Imaging a single atom in a time-of-flight experiment
A. Fuhrmanek, A.M. Lance, C. Tuchendler, P. Grangier, Y.R.P. Sortais, and A. Browaeys

TL;DR
This paper demonstrates high-resolution imaging of a single atom's time-of-flight expansion, enabling precise temperature measurement and calibration of imaging systems for few-atom experiments.
Contribution
It introduces a method for imaging a single atom after release from a trap with near 1 micrometer resolution, linking spatial expansion to temperature measurement.
Findings
Single atom position resolved with ~1 micrometer accuracy.
Time-of-flight expansion matches independent temperature measurements.

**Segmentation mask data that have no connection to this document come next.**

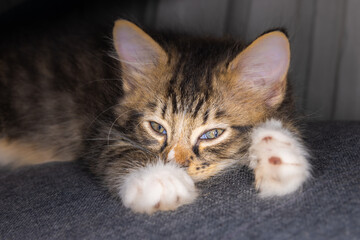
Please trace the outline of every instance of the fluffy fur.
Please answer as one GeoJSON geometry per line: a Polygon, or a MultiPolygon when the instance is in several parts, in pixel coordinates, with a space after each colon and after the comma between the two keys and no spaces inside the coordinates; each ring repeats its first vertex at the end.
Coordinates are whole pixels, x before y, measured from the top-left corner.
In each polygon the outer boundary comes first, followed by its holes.
{"type": "Polygon", "coordinates": [[[159,160],[133,169],[119,181],[119,195],[126,207],[135,212],[153,213],[174,210],[195,200],[194,181],[175,163],[159,160]]]}
{"type": "Polygon", "coordinates": [[[310,176],[307,150],[280,121],[266,121],[254,129],[251,138],[249,166],[261,196],[294,192],[310,176]]]}
{"type": "Polygon", "coordinates": [[[0,44],[7,152],[76,159],[141,213],[193,202],[194,182],[232,166],[254,169],[262,196],[294,192],[309,177],[282,32],[246,46],[119,20],[110,56],[102,39],[73,38],[0,44]]]}

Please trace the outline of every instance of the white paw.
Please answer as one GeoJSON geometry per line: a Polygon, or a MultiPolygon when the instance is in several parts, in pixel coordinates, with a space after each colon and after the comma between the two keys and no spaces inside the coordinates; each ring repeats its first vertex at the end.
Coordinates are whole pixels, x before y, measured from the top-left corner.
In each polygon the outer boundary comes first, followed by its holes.
{"type": "Polygon", "coordinates": [[[129,173],[120,188],[120,196],[125,207],[151,214],[191,203],[197,192],[184,169],[159,161],[129,173]]]}
{"type": "Polygon", "coordinates": [[[310,177],[306,149],[280,121],[269,120],[253,131],[249,153],[263,197],[292,193],[310,177]]]}

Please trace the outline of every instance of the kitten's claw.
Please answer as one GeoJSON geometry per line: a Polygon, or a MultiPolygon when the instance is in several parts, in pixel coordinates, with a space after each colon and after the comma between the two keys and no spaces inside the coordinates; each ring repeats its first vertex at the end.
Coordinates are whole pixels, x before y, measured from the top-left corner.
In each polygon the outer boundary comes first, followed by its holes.
{"type": "Polygon", "coordinates": [[[151,214],[174,210],[197,196],[193,180],[175,164],[158,162],[132,171],[121,186],[125,207],[151,214]]]}
{"type": "Polygon", "coordinates": [[[280,121],[257,127],[249,152],[255,187],[263,197],[292,193],[310,176],[305,148],[280,121]]]}

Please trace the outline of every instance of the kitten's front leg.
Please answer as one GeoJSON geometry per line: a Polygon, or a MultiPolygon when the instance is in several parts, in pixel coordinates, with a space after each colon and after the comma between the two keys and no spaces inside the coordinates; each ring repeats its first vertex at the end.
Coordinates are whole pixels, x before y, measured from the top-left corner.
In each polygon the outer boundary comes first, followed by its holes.
{"type": "Polygon", "coordinates": [[[256,127],[251,141],[250,168],[261,196],[292,193],[310,177],[306,148],[280,121],[271,119],[256,127]]]}
{"type": "Polygon", "coordinates": [[[175,210],[193,202],[197,191],[185,169],[144,154],[125,154],[109,164],[106,182],[125,207],[138,213],[175,210]],[[133,159],[137,157],[138,159],[133,159]],[[143,158],[143,159],[141,159],[143,158]]]}

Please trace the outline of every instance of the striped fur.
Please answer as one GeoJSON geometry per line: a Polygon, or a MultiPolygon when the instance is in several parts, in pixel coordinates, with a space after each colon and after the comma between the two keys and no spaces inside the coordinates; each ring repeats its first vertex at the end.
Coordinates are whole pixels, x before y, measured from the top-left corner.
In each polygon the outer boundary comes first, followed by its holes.
{"type": "Polygon", "coordinates": [[[233,68],[246,47],[241,42],[151,38],[126,21],[116,23],[113,58],[84,51],[102,47],[99,39],[81,46],[44,39],[38,49],[31,45],[36,38],[23,47],[18,40],[0,45],[0,142],[30,142],[27,152],[78,159],[116,195],[127,174],[157,161],[175,161],[194,181],[249,164],[251,131],[266,119],[299,135],[286,79],[259,91],[239,81],[233,68]],[[146,46],[140,56],[119,42],[129,32],[135,36],[130,47],[146,46]],[[280,100],[269,105],[266,94],[280,100]],[[155,133],[150,121],[167,135],[155,133]],[[225,131],[212,141],[199,139],[214,128],[225,131]]]}

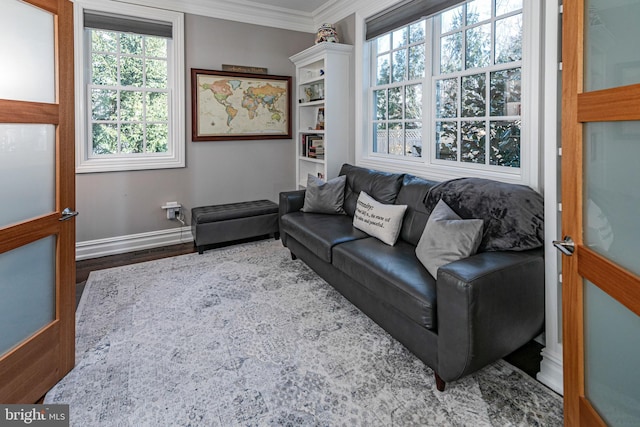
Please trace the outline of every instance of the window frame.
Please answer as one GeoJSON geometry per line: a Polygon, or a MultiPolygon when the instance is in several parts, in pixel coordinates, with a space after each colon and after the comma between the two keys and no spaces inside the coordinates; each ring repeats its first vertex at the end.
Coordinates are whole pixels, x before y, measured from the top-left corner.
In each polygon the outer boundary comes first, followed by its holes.
{"type": "Polygon", "coordinates": [[[162,9],[112,1],[81,0],[74,3],[76,173],[116,172],[180,168],[185,166],[184,15],[162,9]],[[93,154],[90,139],[91,96],[90,31],[84,27],[84,10],[114,13],[132,19],[171,23],[173,36],[167,43],[167,87],[169,89],[169,140],[166,153],[135,155],[93,154]]]}
{"type": "MultiPolygon", "coordinates": [[[[459,5],[458,5],[459,6],[459,5]]],[[[427,67],[431,71],[425,78],[423,87],[423,151],[422,157],[388,156],[386,154],[373,152],[373,61],[374,49],[371,42],[365,40],[366,16],[359,16],[356,19],[356,33],[362,37],[356,41],[357,52],[360,53],[363,61],[356,62],[356,85],[362,88],[362,98],[356,106],[356,120],[362,126],[356,127],[356,164],[363,167],[377,168],[391,172],[406,172],[418,176],[438,181],[459,178],[459,177],[481,177],[495,179],[504,182],[529,185],[534,189],[539,189],[540,170],[540,129],[541,111],[538,107],[541,102],[540,93],[540,66],[541,66],[541,28],[542,28],[542,3],[540,0],[525,0],[522,7],[522,60],[521,67],[521,147],[520,147],[520,168],[511,168],[493,165],[480,165],[467,162],[433,161],[432,156],[435,150],[435,136],[431,138],[433,122],[435,118],[435,88],[432,86],[433,79],[439,74],[434,70],[433,50],[439,49],[439,41],[434,40],[434,19],[427,19],[427,46],[432,49],[427,50],[427,67]],[[455,164],[454,164],[455,163],[455,164]],[[516,170],[513,170],[516,169],[516,170]]],[[[480,72],[486,69],[476,69],[480,72]]],[[[439,71],[439,70],[438,70],[439,71]]],[[[435,132],[435,131],[434,131],[435,132]]],[[[433,132],[433,133],[434,133],[433,132]]],[[[434,133],[435,135],[435,133],[434,133]]]]}

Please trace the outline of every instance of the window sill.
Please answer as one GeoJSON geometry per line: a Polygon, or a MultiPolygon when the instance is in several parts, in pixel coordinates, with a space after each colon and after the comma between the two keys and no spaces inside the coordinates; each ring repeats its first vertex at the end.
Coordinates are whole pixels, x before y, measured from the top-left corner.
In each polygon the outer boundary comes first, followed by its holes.
{"type": "Polygon", "coordinates": [[[173,169],[185,167],[184,157],[144,159],[90,159],[78,160],[76,173],[124,172],[135,170],[173,169]]]}
{"type": "Polygon", "coordinates": [[[378,169],[395,173],[408,173],[434,181],[473,177],[493,179],[512,184],[530,185],[523,179],[521,168],[509,168],[510,170],[503,172],[498,170],[467,168],[458,165],[429,164],[426,163],[426,159],[416,161],[416,158],[402,159],[382,156],[362,157],[358,159],[356,163],[358,166],[370,169],[378,169]]]}

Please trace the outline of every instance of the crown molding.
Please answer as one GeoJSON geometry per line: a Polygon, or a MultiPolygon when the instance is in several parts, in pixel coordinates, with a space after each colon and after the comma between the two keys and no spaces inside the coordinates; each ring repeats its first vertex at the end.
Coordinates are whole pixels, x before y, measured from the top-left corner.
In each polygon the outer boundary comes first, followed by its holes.
{"type": "Polygon", "coordinates": [[[358,13],[371,16],[401,0],[330,0],[311,13],[250,0],[114,0],[247,24],[315,33],[323,23],[335,23],[358,13]]]}
{"type": "Polygon", "coordinates": [[[116,1],[306,33],[315,33],[317,30],[313,13],[268,6],[247,0],[234,0],[233,2],[225,0],[116,1]]]}
{"type": "Polygon", "coordinates": [[[313,12],[314,25],[317,28],[325,22],[335,23],[353,13],[358,13],[360,16],[367,18],[400,1],[401,0],[336,0],[331,4],[327,4],[327,7],[320,7],[313,12]]]}

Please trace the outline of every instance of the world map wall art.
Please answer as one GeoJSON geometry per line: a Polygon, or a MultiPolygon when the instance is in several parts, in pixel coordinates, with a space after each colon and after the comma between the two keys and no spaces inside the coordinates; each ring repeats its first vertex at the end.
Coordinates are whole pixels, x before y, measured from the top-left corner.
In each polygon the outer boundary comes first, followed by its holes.
{"type": "Polygon", "coordinates": [[[291,76],[191,69],[193,141],[291,138],[291,76]]]}

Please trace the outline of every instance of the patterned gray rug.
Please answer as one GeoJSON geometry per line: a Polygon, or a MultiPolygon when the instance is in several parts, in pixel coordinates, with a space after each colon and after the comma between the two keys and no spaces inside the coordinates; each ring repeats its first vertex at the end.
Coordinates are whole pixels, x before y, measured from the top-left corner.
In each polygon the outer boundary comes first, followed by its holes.
{"type": "Polygon", "coordinates": [[[91,273],[76,367],[45,403],[74,426],[562,425],[506,362],[433,374],[279,241],[91,273]]]}

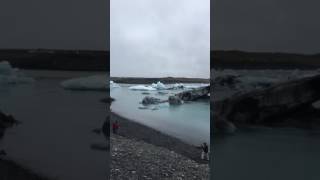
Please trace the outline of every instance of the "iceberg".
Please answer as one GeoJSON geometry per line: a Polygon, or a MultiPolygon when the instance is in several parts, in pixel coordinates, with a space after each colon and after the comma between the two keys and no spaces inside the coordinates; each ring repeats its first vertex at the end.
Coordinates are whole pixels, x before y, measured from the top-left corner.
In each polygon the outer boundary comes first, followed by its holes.
{"type": "Polygon", "coordinates": [[[152,83],[151,86],[146,85],[136,85],[129,87],[130,90],[136,90],[136,91],[156,91],[156,90],[165,90],[168,89],[166,85],[161,83],[160,81],[158,83],[152,83]]]}
{"type": "Polygon", "coordinates": [[[115,83],[114,81],[110,81],[110,89],[113,89],[113,88],[119,88],[120,85],[115,83]]]}
{"type": "Polygon", "coordinates": [[[9,62],[0,62],[0,84],[25,84],[34,82],[33,78],[26,77],[19,69],[13,68],[9,62]]]}
{"type": "Polygon", "coordinates": [[[192,85],[186,85],[186,86],[184,86],[184,88],[186,88],[186,89],[198,89],[198,88],[201,88],[201,87],[207,87],[209,85],[210,84],[192,84],[192,85]]]}
{"type": "Polygon", "coordinates": [[[183,89],[185,86],[182,83],[176,83],[173,85],[174,89],[183,89]]]}
{"type": "Polygon", "coordinates": [[[152,86],[145,86],[145,85],[130,86],[129,89],[135,90],[135,91],[156,91],[157,90],[152,86]]]}
{"type": "Polygon", "coordinates": [[[108,84],[105,76],[95,75],[83,78],[74,78],[63,81],[61,86],[70,90],[107,90],[108,84]]]}
{"type": "Polygon", "coordinates": [[[161,83],[160,81],[157,82],[157,84],[152,83],[151,87],[158,89],[158,90],[164,90],[164,89],[168,89],[163,83],[161,83]]]}

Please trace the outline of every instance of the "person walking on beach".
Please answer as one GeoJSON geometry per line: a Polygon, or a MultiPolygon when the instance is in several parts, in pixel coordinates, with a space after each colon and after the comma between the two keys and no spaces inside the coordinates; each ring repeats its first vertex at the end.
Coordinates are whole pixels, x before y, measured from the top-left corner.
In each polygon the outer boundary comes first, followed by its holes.
{"type": "Polygon", "coordinates": [[[119,129],[118,121],[112,123],[112,132],[113,132],[113,134],[118,134],[118,129],[119,129]]]}
{"type": "Polygon", "coordinates": [[[204,158],[206,158],[206,160],[209,161],[209,147],[208,147],[207,143],[203,143],[201,145],[201,149],[202,149],[201,159],[204,160],[204,158]]]}

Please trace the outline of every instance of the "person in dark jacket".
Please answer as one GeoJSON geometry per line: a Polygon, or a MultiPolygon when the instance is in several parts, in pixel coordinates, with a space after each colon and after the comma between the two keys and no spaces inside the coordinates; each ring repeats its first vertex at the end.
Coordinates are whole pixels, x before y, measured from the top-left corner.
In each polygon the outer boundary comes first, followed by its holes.
{"type": "Polygon", "coordinates": [[[207,143],[203,143],[201,145],[201,149],[202,149],[202,152],[201,152],[201,159],[205,159],[209,161],[209,147],[207,145],[207,143]]]}

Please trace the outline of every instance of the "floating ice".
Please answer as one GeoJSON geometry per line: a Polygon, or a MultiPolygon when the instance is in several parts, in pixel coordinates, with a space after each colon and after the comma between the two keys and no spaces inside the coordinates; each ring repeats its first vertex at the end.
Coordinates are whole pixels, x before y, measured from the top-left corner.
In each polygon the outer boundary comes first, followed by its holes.
{"type": "Polygon", "coordinates": [[[158,89],[158,90],[167,89],[167,87],[166,87],[163,83],[161,83],[160,81],[158,81],[157,84],[152,83],[152,84],[151,84],[151,87],[153,87],[153,88],[155,88],[155,89],[158,89]]]}
{"type": "Polygon", "coordinates": [[[106,77],[102,75],[74,78],[63,81],[61,86],[70,90],[107,90],[106,77]]]}
{"type": "Polygon", "coordinates": [[[209,84],[190,84],[190,85],[185,85],[184,88],[186,89],[198,89],[201,87],[207,87],[209,84]]]}
{"type": "Polygon", "coordinates": [[[174,89],[183,89],[185,86],[182,83],[176,83],[173,85],[174,89]]]}
{"type": "Polygon", "coordinates": [[[130,90],[136,91],[156,91],[157,89],[152,86],[145,86],[145,85],[136,85],[129,87],[130,90]]]}
{"type": "Polygon", "coordinates": [[[119,88],[119,84],[113,82],[113,81],[110,81],[110,89],[113,89],[113,88],[119,88]]]}
{"type": "Polygon", "coordinates": [[[32,82],[34,82],[34,79],[26,77],[17,68],[12,68],[9,62],[0,62],[0,84],[25,84],[32,82]]]}

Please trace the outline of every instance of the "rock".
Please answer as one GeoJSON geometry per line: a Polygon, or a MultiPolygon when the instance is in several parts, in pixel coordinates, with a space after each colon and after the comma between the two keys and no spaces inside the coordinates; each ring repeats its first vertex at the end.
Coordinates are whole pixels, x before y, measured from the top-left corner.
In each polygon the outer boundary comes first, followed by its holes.
{"type": "Polygon", "coordinates": [[[169,104],[170,105],[180,105],[182,104],[182,100],[178,96],[169,96],[169,104]]]}
{"type": "Polygon", "coordinates": [[[215,101],[214,122],[221,123],[223,128],[229,127],[225,121],[255,125],[278,123],[285,115],[309,107],[319,99],[320,75],[305,77],[215,101]]]}
{"type": "Polygon", "coordinates": [[[183,91],[176,94],[183,101],[195,101],[201,98],[209,98],[208,94],[210,93],[210,86],[199,87],[189,91],[183,91]]]}
{"type": "Polygon", "coordinates": [[[219,84],[220,86],[234,87],[235,84],[240,82],[240,80],[237,78],[238,78],[238,76],[235,76],[235,75],[219,76],[219,77],[215,78],[214,83],[219,84]]]}
{"type": "Polygon", "coordinates": [[[113,101],[114,101],[114,99],[112,97],[106,97],[106,98],[101,99],[101,102],[103,102],[103,103],[111,103],[113,101]]]}
{"type": "Polygon", "coordinates": [[[128,176],[130,179],[193,179],[194,176],[209,179],[208,164],[199,164],[144,141],[118,135],[112,135],[110,139],[110,179],[128,179],[128,176]]]}
{"type": "Polygon", "coordinates": [[[161,99],[154,98],[154,97],[151,97],[151,96],[146,96],[142,100],[142,104],[143,105],[159,104],[161,102],[162,102],[161,99]]]}

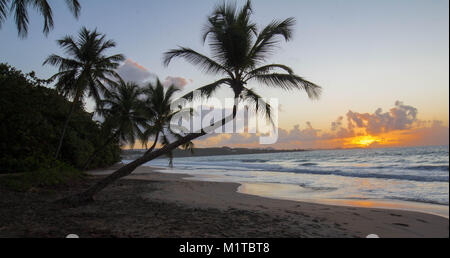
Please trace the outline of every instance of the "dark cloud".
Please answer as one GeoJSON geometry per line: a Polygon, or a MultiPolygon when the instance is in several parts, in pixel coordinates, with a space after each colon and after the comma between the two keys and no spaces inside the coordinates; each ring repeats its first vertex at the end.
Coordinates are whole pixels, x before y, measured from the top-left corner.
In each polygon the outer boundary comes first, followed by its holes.
{"type": "Polygon", "coordinates": [[[347,113],[348,129],[365,128],[369,134],[406,130],[412,128],[413,124],[418,121],[417,113],[416,108],[404,105],[401,101],[395,102],[395,107],[385,113],[381,108],[373,114],[349,111],[347,113]]]}
{"type": "Polygon", "coordinates": [[[154,77],[147,68],[138,64],[137,62],[127,59],[118,69],[117,73],[126,82],[143,83],[148,79],[154,77]]]}

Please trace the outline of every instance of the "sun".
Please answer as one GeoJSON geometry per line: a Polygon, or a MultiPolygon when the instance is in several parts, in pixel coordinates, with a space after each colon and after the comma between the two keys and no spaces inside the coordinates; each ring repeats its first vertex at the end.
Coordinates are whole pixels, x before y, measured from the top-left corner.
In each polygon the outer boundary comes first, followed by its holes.
{"type": "Polygon", "coordinates": [[[381,143],[381,139],[371,135],[364,135],[353,138],[350,143],[361,147],[369,147],[373,143],[381,143]]]}

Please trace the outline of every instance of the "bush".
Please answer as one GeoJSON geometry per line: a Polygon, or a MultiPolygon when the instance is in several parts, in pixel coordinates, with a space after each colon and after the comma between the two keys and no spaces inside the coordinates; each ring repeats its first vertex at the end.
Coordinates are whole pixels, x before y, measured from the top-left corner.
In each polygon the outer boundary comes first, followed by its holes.
{"type": "Polygon", "coordinates": [[[85,174],[61,162],[51,168],[41,168],[33,172],[4,175],[0,185],[14,191],[26,192],[33,188],[64,186],[79,181],[85,174]]]}
{"type": "MultiPolygon", "coordinates": [[[[47,81],[33,73],[0,64],[0,174],[48,169],[71,102],[47,81]]],[[[67,129],[60,161],[82,168],[96,146],[108,137],[92,114],[78,105],[67,129]]],[[[113,142],[96,156],[91,168],[109,166],[120,160],[120,146],[113,142]]]]}

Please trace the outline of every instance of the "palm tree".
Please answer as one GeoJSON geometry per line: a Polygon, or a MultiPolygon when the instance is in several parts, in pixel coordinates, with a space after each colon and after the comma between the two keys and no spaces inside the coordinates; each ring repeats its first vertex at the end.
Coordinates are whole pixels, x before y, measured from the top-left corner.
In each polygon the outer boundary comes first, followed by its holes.
{"type": "MultiPolygon", "coordinates": [[[[75,18],[78,18],[81,6],[78,0],[65,0],[75,18]]],[[[28,9],[34,7],[44,18],[43,32],[47,35],[53,29],[53,10],[47,0],[0,0],[0,28],[8,18],[14,14],[19,37],[28,34],[28,9]]]]}
{"type": "Polygon", "coordinates": [[[144,114],[144,106],[139,99],[141,94],[137,84],[121,81],[119,87],[112,88],[108,96],[98,103],[97,112],[105,118],[104,126],[110,136],[92,153],[84,169],[114,140],[119,139],[122,144],[131,146],[135,144],[136,138],[142,134],[141,128],[148,124],[148,116],[144,114]]]}
{"type": "MultiPolygon", "coordinates": [[[[213,58],[193,49],[180,47],[164,54],[164,64],[168,66],[172,59],[183,58],[206,73],[224,75],[198,89],[206,97],[226,85],[233,90],[237,101],[257,100],[260,96],[247,87],[248,83],[257,82],[282,90],[304,90],[310,98],[318,98],[321,88],[294,74],[292,68],[283,64],[263,65],[282,39],[291,40],[294,18],[275,20],[258,32],[256,24],[250,20],[251,13],[250,1],[240,10],[233,4],[218,6],[208,18],[203,33],[203,43],[209,40],[213,58]]],[[[185,96],[188,99],[192,97],[192,93],[185,96]]],[[[252,103],[257,105],[258,102],[252,103]]],[[[235,114],[236,105],[234,107],[235,114]]],[[[261,111],[270,117],[270,109],[261,111]]]]}
{"type": "MultiPolygon", "coordinates": [[[[180,139],[183,136],[178,132],[171,129],[170,122],[175,115],[188,115],[192,111],[190,109],[177,109],[172,110],[171,104],[174,101],[174,94],[179,92],[180,89],[174,85],[164,87],[159,79],[155,84],[149,83],[143,89],[145,96],[145,108],[146,114],[149,116],[149,125],[141,135],[141,142],[146,146],[148,139],[154,137],[152,146],[147,150],[147,153],[152,152],[158,141],[161,141],[162,145],[169,144],[173,139],[180,139]]],[[[188,142],[181,147],[184,149],[193,150],[194,144],[188,142]]],[[[173,164],[172,152],[167,153],[170,163],[173,164]]]]}
{"type": "Polygon", "coordinates": [[[106,40],[105,35],[97,30],[89,31],[85,27],[79,32],[78,38],[66,36],[57,41],[68,57],[50,55],[43,65],[50,64],[59,67],[59,72],[51,77],[58,79],[56,89],[66,97],[72,97],[72,107],[66,118],[62,134],[56,149],[55,158],[61,151],[64,136],[75,105],[84,99],[84,96],[94,98],[99,103],[101,96],[108,94],[105,83],[115,85],[112,78],[119,78],[116,69],[123,55],[105,56],[105,52],[116,46],[112,40],[106,40]]]}
{"type": "MultiPolygon", "coordinates": [[[[71,196],[65,201],[80,204],[92,201],[93,196],[107,187],[115,180],[127,176],[137,167],[151,161],[161,155],[166,155],[173,149],[186,144],[196,138],[207,134],[223,124],[234,119],[237,105],[240,100],[247,100],[257,105],[258,94],[246,87],[249,82],[277,87],[283,90],[304,90],[310,98],[318,98],[321,88],[312,82],[296,75],[291,68],[282,64],[263,65],[281,40],[290,40],[295,24],[293,18],[283,21],[273,21],[258,32],[256,24],[251,22],[251,3],[248,1],[241,9],[233,4],[222,4],[215,8],[213,14],[208,18],[203,40],[208,40],[213,58],[209,58],[190,48],[173,49],[164,54],[164,64],[168,65],[175,57],[184,58],[193,65],[199,66],[204,72],[220,74],[225,77],[200,88],[203,96],[211,96],[222,85],[229,86],[236,99],[233,115],[209,126],[208,130],[203,128],[199,132],[187,134],[186,136],[165,145],[159,150],[146,153],[137,160],[115,171],[105,179],[98,182],[83,193],[71,196]],[[276,72],[281,70],[281,72],[276,72]],[[212,130],[210,130],[212,129],[212,130]]],[[[192,98],[193,93],[185,97],[192,98]]],[[[258,106],[256,106],[257,110],[258,106]]],[[[261,110],[261,109],[260,109],[261,110]]],[[[270,108],[261,111],[270,117],[270,108]]]]}

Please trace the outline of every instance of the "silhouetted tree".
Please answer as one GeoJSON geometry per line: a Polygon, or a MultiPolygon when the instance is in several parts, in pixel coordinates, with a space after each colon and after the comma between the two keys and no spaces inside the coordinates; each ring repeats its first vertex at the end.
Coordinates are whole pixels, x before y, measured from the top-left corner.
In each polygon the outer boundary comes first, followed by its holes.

Method aids calibration of imaging systems for few-atom experiments.
Abstract
We perform fluorescence imaging of a single 87Rb atom after its release from an optical dipole trap. The time-of-flight expansion of the atomic spatial density distribution is observed by accumulating many single atom images. The position of the atom is revealed with a spatial resolution close to 1 micrometer by a single photon event, induced by a short resonant probe. The expansion yields a measure of the temperature of a single atom, which is in very good agreement with the value obtained by an independent measurement based on a release-and-recapture method. The analysis presented in this paper provides a way of calibrating an imaging system useful for experimental studies involving a few atoms confined in a dipole trap.